Yetkisiz çakar kullananlara verilen cezalar artırılıyor

Karayolları Trafik Kanunu'nda yapılan düzenleme ile trafik düzen ve güvenliğinin sağlanması amacıyla "çakar" diye tabir edilen ışıklı veya sesli uyarı işareti veren cihazların kullanılması yasak olan araçlarda bulunmasının önüne geçilmesinin önemine işaret eden Güler, "Bu sebeple ihlallere uygulanacak idari para cezalarını ağırlaştırıyoruz. 6 bin 439 TL olan idari para cezasını 96 bin TL'ye ve tekerrürü halinde 192 bin TL olarak belirliyoruz. Bu araçları kullananların ayrıca sürücü belgelerine el konulması ve araçların kademeli olarak geçici süreli trafikten men edilmesi hususlarını da düzenliyoruz." diye konuştu.

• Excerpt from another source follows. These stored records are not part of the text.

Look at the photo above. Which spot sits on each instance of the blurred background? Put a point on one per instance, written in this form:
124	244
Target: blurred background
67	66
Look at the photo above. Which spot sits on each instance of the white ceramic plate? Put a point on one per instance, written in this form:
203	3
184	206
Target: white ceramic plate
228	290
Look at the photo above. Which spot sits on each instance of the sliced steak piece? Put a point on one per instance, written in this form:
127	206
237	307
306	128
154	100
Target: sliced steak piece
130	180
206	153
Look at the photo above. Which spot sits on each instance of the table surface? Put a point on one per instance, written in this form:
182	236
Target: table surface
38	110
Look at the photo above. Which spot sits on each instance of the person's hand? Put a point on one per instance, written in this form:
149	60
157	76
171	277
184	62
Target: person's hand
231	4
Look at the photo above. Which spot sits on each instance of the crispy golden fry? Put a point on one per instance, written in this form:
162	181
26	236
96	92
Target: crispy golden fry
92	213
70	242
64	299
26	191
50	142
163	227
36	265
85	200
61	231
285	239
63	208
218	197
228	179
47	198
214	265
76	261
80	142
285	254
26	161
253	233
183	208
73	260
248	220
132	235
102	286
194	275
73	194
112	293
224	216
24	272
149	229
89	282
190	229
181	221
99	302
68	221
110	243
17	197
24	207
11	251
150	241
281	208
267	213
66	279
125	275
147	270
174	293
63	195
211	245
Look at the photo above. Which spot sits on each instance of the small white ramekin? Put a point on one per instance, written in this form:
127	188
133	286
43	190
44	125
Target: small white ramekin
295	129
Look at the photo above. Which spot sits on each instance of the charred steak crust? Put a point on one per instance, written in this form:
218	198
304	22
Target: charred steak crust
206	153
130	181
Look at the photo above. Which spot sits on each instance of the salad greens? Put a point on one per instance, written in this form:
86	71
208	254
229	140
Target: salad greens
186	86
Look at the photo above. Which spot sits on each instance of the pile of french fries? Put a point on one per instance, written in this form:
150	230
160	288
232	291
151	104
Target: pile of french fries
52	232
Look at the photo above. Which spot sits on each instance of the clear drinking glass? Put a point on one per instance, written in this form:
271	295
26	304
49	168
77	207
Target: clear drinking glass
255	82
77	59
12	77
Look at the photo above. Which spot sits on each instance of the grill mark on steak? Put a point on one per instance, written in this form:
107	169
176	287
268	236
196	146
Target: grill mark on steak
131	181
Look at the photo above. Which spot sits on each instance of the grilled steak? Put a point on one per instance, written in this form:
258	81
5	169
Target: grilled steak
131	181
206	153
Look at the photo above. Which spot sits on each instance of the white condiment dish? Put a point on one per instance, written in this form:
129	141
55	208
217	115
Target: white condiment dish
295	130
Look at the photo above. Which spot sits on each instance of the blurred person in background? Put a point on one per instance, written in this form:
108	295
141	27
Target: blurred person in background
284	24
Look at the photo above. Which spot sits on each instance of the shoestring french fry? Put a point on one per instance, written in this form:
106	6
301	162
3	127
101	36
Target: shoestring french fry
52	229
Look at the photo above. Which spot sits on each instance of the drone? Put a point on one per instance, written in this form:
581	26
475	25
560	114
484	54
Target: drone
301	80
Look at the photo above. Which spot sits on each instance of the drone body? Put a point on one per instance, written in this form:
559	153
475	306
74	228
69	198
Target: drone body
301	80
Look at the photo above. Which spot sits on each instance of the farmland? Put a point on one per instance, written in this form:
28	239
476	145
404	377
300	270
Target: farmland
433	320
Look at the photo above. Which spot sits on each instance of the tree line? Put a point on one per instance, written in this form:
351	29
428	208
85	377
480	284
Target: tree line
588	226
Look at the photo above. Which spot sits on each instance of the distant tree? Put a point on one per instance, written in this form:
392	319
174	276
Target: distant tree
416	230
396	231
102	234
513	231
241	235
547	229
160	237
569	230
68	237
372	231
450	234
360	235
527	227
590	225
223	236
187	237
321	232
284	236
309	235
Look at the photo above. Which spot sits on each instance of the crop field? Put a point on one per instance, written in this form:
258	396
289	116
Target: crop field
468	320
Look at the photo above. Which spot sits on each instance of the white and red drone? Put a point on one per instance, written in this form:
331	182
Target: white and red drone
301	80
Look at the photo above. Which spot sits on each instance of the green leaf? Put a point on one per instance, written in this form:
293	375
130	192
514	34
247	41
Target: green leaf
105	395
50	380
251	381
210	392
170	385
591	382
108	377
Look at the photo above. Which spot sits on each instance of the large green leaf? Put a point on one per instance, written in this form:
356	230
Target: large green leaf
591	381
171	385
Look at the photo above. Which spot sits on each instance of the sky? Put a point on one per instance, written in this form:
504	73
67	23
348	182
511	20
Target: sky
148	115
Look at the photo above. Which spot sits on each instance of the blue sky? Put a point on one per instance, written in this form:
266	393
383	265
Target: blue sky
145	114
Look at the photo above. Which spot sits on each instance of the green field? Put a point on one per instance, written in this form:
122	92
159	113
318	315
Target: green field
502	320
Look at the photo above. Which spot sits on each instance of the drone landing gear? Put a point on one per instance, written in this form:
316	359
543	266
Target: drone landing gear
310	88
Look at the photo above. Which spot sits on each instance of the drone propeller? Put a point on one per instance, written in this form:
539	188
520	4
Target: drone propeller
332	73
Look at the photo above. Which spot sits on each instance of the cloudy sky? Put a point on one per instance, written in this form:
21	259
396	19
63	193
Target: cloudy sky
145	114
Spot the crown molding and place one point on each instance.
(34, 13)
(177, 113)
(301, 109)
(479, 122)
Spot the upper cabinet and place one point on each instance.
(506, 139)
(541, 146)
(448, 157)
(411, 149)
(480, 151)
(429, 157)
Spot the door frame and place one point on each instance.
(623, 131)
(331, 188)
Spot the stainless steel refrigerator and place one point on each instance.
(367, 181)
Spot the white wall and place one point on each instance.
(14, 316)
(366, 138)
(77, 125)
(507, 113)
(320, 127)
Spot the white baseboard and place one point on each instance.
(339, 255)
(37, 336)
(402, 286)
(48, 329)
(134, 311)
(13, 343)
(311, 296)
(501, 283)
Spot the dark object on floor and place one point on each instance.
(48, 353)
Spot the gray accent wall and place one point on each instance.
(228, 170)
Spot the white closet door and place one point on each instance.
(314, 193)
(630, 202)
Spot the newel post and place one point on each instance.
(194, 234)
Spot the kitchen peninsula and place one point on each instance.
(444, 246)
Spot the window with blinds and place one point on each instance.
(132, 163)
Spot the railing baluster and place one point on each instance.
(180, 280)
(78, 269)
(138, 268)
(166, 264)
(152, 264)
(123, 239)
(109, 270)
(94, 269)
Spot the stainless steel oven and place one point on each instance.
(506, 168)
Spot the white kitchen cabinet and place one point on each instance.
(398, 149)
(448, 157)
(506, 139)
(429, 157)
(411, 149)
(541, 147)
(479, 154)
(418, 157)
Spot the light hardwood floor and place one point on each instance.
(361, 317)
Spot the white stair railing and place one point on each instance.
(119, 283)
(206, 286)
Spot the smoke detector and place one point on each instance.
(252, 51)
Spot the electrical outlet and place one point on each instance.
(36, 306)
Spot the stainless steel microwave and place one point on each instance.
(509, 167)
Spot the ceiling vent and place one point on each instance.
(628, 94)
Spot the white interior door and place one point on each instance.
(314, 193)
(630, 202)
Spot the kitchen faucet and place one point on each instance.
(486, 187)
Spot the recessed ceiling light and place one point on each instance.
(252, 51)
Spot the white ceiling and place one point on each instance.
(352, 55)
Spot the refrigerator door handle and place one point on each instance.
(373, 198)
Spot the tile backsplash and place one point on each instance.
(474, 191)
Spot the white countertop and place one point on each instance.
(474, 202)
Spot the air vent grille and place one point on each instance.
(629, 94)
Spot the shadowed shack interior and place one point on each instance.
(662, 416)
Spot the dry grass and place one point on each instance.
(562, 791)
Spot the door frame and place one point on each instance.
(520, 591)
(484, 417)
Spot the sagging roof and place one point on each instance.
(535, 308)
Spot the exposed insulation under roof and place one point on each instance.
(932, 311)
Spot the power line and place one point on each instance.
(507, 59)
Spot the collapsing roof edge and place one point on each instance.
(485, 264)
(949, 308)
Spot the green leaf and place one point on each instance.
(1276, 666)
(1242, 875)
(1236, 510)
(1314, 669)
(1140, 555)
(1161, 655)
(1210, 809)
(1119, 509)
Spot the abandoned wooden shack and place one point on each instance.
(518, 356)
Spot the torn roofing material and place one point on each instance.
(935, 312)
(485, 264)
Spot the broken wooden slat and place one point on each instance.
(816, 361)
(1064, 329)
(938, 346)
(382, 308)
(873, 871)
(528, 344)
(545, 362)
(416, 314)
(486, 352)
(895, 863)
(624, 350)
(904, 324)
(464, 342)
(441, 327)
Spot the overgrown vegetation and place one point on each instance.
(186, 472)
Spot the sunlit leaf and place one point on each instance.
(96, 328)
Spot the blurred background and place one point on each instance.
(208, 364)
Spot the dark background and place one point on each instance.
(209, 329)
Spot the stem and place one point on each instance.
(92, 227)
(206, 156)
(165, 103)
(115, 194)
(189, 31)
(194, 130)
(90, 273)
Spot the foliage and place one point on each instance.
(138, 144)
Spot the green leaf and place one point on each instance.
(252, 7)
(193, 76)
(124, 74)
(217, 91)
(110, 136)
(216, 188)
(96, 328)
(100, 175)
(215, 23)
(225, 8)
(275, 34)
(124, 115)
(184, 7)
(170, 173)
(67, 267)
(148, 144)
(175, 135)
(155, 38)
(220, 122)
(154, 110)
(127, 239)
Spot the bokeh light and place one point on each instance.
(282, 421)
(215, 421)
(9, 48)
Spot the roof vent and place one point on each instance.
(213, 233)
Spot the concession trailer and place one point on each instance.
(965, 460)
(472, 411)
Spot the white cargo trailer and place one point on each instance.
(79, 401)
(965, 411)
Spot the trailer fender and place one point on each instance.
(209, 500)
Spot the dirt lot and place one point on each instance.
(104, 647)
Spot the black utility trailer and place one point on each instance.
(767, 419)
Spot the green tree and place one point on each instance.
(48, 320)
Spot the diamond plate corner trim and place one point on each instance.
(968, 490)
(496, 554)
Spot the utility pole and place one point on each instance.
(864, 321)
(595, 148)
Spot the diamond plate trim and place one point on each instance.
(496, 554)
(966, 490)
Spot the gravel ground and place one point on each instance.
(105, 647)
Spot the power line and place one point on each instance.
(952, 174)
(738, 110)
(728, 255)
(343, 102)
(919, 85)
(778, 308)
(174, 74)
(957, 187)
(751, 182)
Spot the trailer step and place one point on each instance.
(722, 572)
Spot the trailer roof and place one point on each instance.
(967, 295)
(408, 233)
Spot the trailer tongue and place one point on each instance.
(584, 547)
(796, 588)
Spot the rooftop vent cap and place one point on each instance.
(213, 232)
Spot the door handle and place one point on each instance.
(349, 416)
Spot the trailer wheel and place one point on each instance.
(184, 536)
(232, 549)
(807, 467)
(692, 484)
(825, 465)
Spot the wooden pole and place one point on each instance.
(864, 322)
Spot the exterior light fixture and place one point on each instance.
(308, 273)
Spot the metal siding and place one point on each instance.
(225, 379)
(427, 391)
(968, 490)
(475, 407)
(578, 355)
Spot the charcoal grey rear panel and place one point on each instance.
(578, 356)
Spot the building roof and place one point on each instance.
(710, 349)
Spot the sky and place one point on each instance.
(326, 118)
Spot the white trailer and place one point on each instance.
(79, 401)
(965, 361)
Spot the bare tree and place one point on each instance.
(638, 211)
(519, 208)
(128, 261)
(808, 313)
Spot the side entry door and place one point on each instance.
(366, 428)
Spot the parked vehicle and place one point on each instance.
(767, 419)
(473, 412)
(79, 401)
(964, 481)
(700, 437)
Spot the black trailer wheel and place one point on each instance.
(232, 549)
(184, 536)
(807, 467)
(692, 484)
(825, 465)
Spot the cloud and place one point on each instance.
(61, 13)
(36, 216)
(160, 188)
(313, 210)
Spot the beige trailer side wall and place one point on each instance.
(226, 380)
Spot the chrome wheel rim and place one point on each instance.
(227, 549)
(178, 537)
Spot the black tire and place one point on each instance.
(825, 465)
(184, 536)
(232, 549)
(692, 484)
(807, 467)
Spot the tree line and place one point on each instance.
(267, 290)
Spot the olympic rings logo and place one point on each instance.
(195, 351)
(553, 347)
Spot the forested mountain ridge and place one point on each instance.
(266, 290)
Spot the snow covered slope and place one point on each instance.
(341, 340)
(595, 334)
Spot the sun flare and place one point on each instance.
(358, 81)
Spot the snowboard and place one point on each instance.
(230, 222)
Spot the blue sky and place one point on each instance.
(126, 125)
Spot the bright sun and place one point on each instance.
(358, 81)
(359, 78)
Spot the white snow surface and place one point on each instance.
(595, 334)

Düzensiz göçle mücadelede etkinliğin sağlanarak kamu düzeni ve güvenliği açısından risk teşkil eden yabancıların ülkeden mümkün olan en kısa sürede çıkışlarının sağlanması amacıyla teklifte bazı düzenlemelere yer verdiklerini anlatan Güler, "Yabancılar ve Uluslararası Koruma Kanunu'nda yapılan düzenlemeler ile sınır dışı etme kararına ve kısa dönem ikamet izninin reddine veya iptaline karşı açılan davaların kısa sürede sonuçlandırılması ve bu sayede yasa dışı olarak ülkemize girdiği tespit edilen düzensiz göçmenlerin mümkün olan en kısa sürede ülke dışına çıkarılmasını yasa teklifinde öneriyoruz." bilgisini paylaştı.

AK Parti Grup Başkanı Güler, "Polis Bakım ve Yardım Sandığını, halihazırda mevcut çalışan Emniyet Teşkilatı mensuplarına Sandığın öz kaynakları ile sağlanan emeklilik, ölüm ve maluliyet yardımlarının yanı sıra emeklilik sonrası isteğe bağlı üyelik ve katılım payı sistemi ile tıpkı OYAK'ta olduğu gibi emeklilik sonrası katılım kar payı adı altında ikinci bir emeklilik maaşı ve ölüm yardımlarından yararlanabilme imkanını öneriyoruz." dedi.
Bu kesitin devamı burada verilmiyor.